Explore why matter can exist in more than one phase, and how it can transform from one phase into another. Develop the ideas of entropy, free energy and thermal equilibrium starting from the question “what is temperature?”. From the context of thermodynamics, and as natural consequences of a statistical description of matter, develop a simple physical picture of phase transitions with an emphasis on the unifying concept of broken symmetry. Demonstrate understanding of the subject through weekly problem sets, and deliver a final presentation on a modern example of the application of statistical physics ideas, chosen by the student. Accessible to students from a wide range of education backgrounds.

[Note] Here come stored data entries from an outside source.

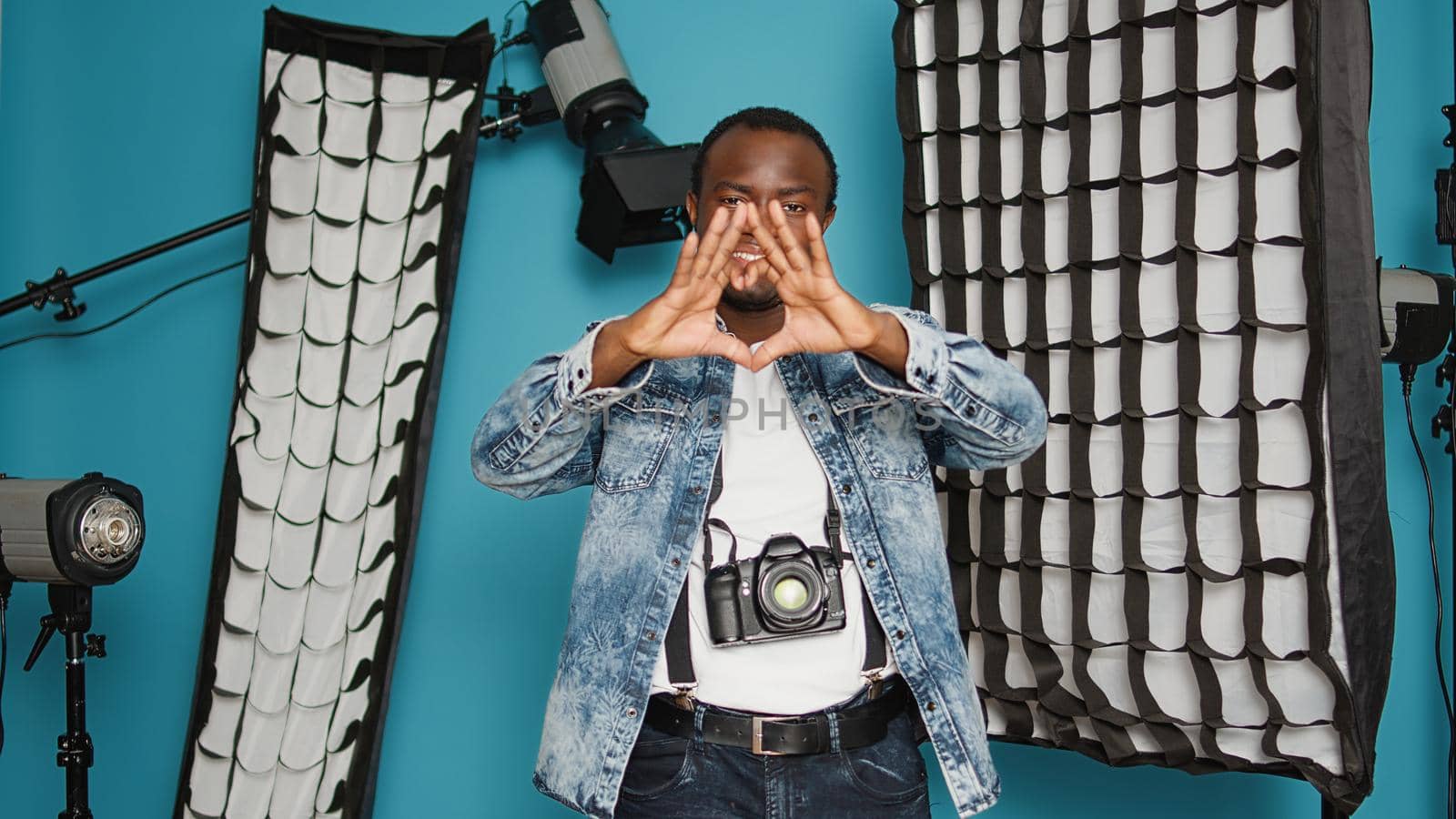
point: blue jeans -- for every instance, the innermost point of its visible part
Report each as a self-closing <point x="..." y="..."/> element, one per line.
<point x="674" y="777"/>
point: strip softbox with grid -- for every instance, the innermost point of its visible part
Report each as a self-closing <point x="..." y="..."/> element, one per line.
<point x="366" y="145"/>
<point x="1161" y="212"/>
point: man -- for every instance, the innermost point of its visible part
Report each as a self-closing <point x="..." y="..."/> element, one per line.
<point x="754" y="423"/>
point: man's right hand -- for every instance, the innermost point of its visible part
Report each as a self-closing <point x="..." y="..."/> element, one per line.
<point x="681" y="322"/>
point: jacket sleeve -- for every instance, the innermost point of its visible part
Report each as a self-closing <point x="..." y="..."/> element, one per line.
<point x="973" y="410"/>
<point x="543" y="433"/>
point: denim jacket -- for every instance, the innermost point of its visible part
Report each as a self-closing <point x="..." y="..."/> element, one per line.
<point x="647" y="446"/>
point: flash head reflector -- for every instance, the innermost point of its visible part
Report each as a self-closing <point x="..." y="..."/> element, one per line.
<point x="84" y="532"/>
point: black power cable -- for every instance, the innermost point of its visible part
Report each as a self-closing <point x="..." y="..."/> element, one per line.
<point x="128" y="314"/>
<point x="5" y="647"/>
<point x="1407" y="379"/>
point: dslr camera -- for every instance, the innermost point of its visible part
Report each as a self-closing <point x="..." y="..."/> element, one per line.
<point x="788" y="591"/>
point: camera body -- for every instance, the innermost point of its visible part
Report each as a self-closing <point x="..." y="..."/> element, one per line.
<point x="788" y="591"/>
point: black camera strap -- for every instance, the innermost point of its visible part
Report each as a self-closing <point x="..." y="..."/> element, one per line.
<point x="679" y="652"/>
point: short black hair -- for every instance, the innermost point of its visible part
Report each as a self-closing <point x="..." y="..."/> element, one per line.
<point x="764" y="118"/>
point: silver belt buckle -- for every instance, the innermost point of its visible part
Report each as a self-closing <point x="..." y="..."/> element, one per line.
<point x="757" y="738"/>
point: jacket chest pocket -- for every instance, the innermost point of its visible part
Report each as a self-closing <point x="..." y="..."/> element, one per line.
<point x="883" y="431"/>
<point x="637" y="433"/>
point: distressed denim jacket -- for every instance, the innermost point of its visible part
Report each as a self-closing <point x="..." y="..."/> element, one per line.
<point x="647" y="446"/>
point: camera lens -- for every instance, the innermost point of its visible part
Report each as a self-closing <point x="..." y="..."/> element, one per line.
<point x="791" y="595"/>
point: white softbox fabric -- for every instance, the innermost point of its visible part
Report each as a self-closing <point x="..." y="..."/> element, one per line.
<point x="1159" y="210"/>
<point x="366" y="145"/>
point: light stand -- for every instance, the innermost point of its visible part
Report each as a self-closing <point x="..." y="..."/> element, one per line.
<point x="70" y="615"/>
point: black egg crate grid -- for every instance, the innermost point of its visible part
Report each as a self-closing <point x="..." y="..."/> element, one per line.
<point x="1110" y="196"/>
<point x="366" y="149"/>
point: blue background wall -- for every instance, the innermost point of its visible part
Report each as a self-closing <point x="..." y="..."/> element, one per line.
<point x="120" y="127"/>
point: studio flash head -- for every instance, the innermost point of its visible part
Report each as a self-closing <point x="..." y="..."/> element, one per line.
<point x="84" y="532"/>
<point x="632" y="184"/>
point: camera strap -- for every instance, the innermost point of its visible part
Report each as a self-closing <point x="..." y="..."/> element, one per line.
<point x="676" y="642"/>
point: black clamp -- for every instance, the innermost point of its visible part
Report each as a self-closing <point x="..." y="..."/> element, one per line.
<point x="56" y="290"/>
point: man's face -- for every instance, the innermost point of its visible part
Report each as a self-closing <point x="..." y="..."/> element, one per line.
<point x="749" y="165"/>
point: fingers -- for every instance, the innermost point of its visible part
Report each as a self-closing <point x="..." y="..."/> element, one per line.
<point x="710" y="244"/>
<point x="762" y="234"/>
<point x="815" y="234"/>
<point x="772" y="349"/>
<point x="720" y="244"/>
<point x="732" y="349"/>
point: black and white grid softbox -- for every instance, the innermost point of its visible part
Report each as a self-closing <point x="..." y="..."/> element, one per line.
<point x="1161" y="212"/>
<point x="366" y="143"/>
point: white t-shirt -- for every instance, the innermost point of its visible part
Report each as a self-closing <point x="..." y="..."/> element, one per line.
<point x="772" y="484"/>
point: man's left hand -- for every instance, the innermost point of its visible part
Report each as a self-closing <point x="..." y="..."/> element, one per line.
<point x="819" y="315"/>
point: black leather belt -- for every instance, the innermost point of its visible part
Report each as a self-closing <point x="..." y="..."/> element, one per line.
<point x="778" y="736"/>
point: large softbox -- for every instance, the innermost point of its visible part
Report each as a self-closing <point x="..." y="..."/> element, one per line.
<point x="1161" y="212"/>
<point x="366" y="143"/>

This course introduces the fundamental concepts and mathematical techniques of equilibrium statistical mechanics in the context of two simple questions: Why does matter exist in different phases ? And how does it change from one phase to another?
- General overview of phase transitions - what are they, and where do they happen?
- Introduction to the basic concepts of thermodynamics - temperature, entropy, thermodynamic variables and free energy - through the example of an ideal gas.
- Introduction to the basic concepts and techniques of statistical mechanics - phase space, partition functions and free energies. How can we calculate the properties of an ideal gas from a statistical description of atoms?
- Introduction to the idea of a phase transition. How does an non-ideal gas transform into a liquid?
- The idea of an order parameter, distinction between continuous and first order phase transitions and critical end points. How do we determine whether a phase transition has taken place?
- Magnetism as a paradigm for phase transitions in the solid state - the idea of a broken symmetry and the Landau theory of the Ising model.
- Universality - why do phase transitions in fluids mimic those in magnets? An exploration of phase transitions in other universality classes, including superconductors and liquid crystals.
- Alternative approaches to understanding phase transitions: Monte Carlo simulation and exact solutions.
- How does one phase transform into another? Critical opalescence and critical fluctuations. The idea of a correlation function.
- The modern theory of phase transitions - scaling and renormalization.
- To be developed through student presentations: modern applications of statistical mechanics, with examples taken from life-sciences, sociology, and stock markets.
Weekly problem sheets 75%. Final presentation 25%
- F. Mandl, “Statistical Physics”, 2nd Edition (1988) Wiley
- K. Huang, “Introduction to Statistical Physics” 2nd Edition - (2009) Chapman & Hall
- M. Plischke and B. Bergersen, “Equilibrium Statistical Mechanics” 3rd edition (2006) World Scientific
- "L. D. Landau and E. M. Lifshitz, “Statistical Physics” (1996) Butterworth-Heinermann
- P. Chaikin and T. Lubensky, “Principles of Condensed Matter Physics” (2003) Cambridge University Press"
Undergraduate calculus and algebra.